Indiana Department of Education documents show nearly 146 traditional public schools have closed in Indiana over the last four years. We’ve mapped the fate of as many of those buildings as we could. Some are now churches, some are now charter school, some sit vacant gathering dust waiting for a new purpose. Many of these school were victims of a recent round of state budget cuts. Some were the victims of declining enrollment. Under an new law passed during the last legislative session, any of these buildings that hit the marketplace could be targets for charter school operators. These groups and individuals are able to purchase or lease these properties for $1.
Take a look at our interactive map and click on the markers to see the fate of closed schools in your area.
Source: Indiana Department of Education, Various County Property Records
(Not all of the schools on this map are permanently closed. Some are still operated by the district under different names and some have been repurposed.)
These are the stories of two closed schools on which we’ve already reported:
Opened July 1, 1959
Closed July 31, 2010
When Madison Consolidated School Corporation announced the closure of Canaan Elementary School in 2010, the town organized a campaign to reopen the school as an independent community run charter school. Deena Schafer is one of the organizers behind the newly minted Rural Community Academy. In an interview earlier this year, she described the process of hustling resources from the local school corporation.
“Even though they (Madison Consolidated School Corporation) removed all the desk and chairs in the building,” Schafer says. “When they would get new furniture they would give us a call and ask if we wanted hand me downs.”
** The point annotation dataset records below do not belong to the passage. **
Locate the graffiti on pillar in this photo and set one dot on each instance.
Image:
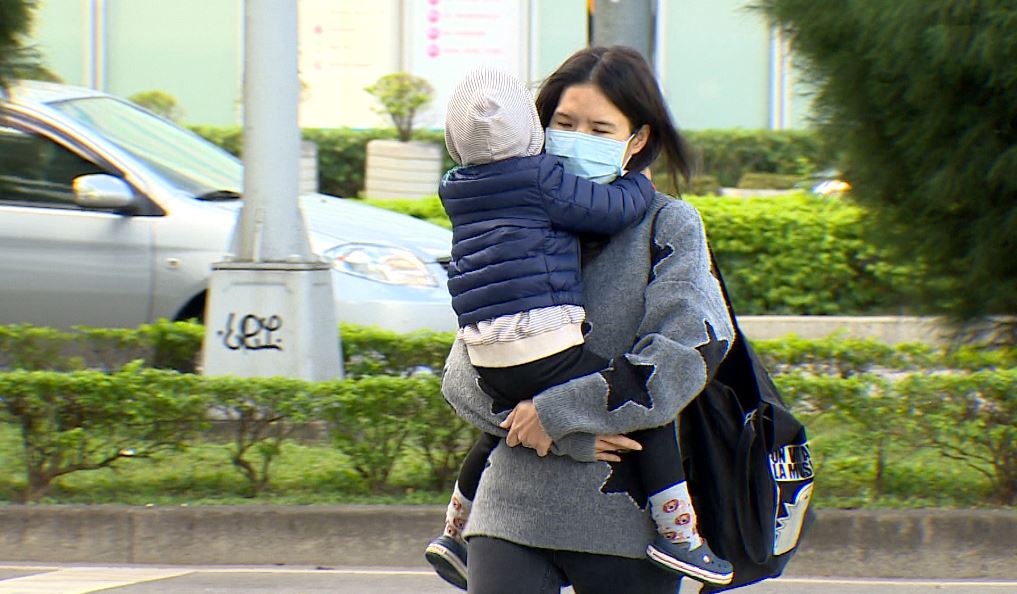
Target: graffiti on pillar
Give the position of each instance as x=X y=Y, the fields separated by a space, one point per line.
x=251 y=333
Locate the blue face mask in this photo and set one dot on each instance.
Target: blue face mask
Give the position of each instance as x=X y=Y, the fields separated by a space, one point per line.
x=595 y=158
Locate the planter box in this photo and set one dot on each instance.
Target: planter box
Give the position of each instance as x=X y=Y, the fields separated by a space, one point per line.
x=402 y=170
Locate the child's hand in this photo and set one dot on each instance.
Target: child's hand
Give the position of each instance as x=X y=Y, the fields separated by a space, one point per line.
x=610 y=448
x=524 y=427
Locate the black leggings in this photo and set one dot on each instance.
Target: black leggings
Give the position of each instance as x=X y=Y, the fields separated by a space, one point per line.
x=499 y=567
x=659 y=461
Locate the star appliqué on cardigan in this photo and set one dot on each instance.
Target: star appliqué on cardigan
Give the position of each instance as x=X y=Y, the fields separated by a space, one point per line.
x=627 y=382
x=630 y=380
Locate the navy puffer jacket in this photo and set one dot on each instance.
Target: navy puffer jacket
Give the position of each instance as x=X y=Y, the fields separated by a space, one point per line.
x=514 y=232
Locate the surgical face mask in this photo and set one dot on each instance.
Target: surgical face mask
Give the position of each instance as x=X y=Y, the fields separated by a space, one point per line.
x=595 y=158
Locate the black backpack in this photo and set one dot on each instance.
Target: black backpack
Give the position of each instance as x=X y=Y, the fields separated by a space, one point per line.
x=748 y=465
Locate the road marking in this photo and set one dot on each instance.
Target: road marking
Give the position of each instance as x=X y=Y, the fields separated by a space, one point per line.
x=99 y=578
x=82 y=580
x=900 y=582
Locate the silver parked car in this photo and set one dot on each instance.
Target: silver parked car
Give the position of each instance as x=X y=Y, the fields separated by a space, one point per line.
x=111 y=217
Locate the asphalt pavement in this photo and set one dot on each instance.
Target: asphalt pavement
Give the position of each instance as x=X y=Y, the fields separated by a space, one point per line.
x=136 y=579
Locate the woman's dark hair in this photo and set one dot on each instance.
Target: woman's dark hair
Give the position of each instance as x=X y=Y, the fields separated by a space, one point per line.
x=625 y=78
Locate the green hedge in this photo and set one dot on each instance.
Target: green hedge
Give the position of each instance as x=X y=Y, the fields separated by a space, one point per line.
x=910 y=424
x=801 y=254
x=726 y=155
x=791 y=254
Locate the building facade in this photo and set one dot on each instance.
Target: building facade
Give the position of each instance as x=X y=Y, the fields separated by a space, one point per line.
x=719 y=63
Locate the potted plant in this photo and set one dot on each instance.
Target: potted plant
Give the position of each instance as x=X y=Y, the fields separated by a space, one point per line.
x=403 y=168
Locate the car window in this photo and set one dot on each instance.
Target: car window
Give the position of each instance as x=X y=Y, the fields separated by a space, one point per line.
x=36 y=171
x=184 y=159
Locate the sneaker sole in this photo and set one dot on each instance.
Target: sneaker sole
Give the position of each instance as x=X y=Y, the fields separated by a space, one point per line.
x=446 y=563
x=668 y=562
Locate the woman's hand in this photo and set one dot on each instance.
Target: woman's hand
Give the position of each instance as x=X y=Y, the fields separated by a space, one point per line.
x=609 y=448
x=524 y=427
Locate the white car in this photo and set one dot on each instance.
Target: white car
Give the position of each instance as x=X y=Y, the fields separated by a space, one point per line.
x=154 y=205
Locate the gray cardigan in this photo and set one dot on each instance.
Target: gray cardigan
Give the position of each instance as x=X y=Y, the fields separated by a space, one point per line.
x=567 y=500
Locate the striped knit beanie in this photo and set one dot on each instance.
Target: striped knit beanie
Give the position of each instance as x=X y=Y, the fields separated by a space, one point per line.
x=491 y=117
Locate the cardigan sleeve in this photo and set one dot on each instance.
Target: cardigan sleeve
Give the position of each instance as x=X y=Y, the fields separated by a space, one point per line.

They managed to fill the building with second hand books, computers, desk, chairs, and kitchen equipment.
But Canaan has a number of things going for it. There is a strong history of teaching in the community. Schafer is currently a teacher at school in the Madison Consolidated School Corporation. Her mother was principal at Canaan Elementary. Her daughter and aunt are also teachers.
Then there’s geography. Canaan is miles from the nearest traditional public elementary school and many people live in the countryside on the far side of the town. When the building first closed, parents suddenly found themselves sending their children on long winding bus rides that could take an hour or more. In some cases, the district did not provide return service, so the parents found themselves making long drives to pick up their children from school. Canaan Community Academy was able to step in and fill a local need.
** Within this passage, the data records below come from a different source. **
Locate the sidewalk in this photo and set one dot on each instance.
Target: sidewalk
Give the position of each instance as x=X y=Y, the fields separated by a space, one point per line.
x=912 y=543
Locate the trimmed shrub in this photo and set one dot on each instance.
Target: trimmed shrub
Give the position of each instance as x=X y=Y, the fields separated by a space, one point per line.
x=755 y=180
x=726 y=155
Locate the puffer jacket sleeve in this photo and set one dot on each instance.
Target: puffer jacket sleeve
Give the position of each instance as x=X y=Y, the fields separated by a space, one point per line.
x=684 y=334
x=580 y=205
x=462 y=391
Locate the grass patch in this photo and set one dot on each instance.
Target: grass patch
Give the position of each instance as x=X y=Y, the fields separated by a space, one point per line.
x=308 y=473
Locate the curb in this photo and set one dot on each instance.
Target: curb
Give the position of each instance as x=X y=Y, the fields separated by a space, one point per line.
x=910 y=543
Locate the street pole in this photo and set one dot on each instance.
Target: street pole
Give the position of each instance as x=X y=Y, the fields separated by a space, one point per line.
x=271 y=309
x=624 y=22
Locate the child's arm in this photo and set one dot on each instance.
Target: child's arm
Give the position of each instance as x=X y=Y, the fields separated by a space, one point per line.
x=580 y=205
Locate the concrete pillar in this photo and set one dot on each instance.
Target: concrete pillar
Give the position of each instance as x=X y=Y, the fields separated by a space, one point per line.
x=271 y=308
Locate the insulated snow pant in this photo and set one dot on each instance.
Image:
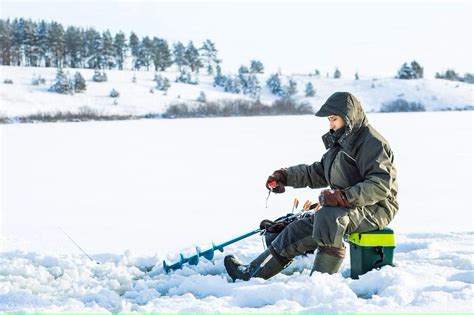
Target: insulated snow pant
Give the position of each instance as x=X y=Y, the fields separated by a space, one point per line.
x=326 y=228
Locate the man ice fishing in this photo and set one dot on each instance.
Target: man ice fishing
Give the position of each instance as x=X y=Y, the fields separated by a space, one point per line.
x=358 y=168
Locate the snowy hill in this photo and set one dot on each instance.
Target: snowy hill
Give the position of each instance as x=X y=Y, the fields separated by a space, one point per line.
x=22 y=98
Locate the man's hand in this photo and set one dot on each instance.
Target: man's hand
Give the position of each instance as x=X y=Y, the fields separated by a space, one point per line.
x=280 y=178
x=331 y=197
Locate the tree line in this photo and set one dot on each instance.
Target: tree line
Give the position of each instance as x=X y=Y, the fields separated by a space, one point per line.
x=24 y=42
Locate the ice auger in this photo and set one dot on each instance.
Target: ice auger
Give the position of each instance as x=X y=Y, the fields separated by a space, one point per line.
x=209 y=253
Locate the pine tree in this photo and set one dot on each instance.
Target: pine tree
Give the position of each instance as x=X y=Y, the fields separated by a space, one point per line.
x=79 y=83
x=62 y=84
x=134 y=44
x=145 y=54
x=161 y=54
x=209 y=56
x=5 y=42
x=178 y=52
x=56 y=37
x=72 y=47
x=256 y=66
x=16 y=41
x=107 y=51
x=162 y=84
x=43 y=48
x=28 y=42
x=252 y=86
x=219 y=79
x=191 y=55
x=309 y=90
x=291 y=89
x=274 y=84
x=120 y=49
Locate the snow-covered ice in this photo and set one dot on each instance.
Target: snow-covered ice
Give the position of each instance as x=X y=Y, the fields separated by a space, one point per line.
x=133 y=193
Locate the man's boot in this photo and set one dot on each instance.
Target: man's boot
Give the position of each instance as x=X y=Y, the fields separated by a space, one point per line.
x=264 y=266
x=328 y=259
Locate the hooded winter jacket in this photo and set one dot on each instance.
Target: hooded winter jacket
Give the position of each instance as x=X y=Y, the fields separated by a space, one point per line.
x=358 y=161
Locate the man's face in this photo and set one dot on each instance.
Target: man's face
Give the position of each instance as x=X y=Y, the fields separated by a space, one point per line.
x=335 y=122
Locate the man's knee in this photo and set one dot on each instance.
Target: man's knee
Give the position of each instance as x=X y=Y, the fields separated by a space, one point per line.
x=296 y=239
x=330 y=224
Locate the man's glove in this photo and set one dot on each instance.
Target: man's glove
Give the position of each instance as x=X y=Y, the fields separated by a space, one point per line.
x=331 y=197
x=280 y=177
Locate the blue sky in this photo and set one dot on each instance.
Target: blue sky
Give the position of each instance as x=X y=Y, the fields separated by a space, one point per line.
x=371 y=37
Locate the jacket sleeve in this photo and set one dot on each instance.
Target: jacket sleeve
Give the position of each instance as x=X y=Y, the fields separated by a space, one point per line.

Opened September 1st, 1914
Closed June 30, 2011
This isn’t the usual reaction to a closed school buildings. North of Lafayette,in the town of Reynolds, Ind., residents complain of long bus waits for children standing in isolated bus stops. They say this is a new problem after the closure of the town’s local elementary school. Longer distances have stretched transportation services thin.
Local business owner Chris Fullerton says he worries that fewer buses means younger children will be forced to ride the same buses as high schoolers.
“I know some of those kids out there at the bus stop have been kicked out of school,’ said Fullerton. “And who knows what they’re doing? Selling drugs. I don’t know.”
But for all the grousing, there’s no plan to reopen the buildings. School Board President Shannon Mattix says the district is in talk’s to possibly sell one of the district’s two empty building to an out of state technology firm.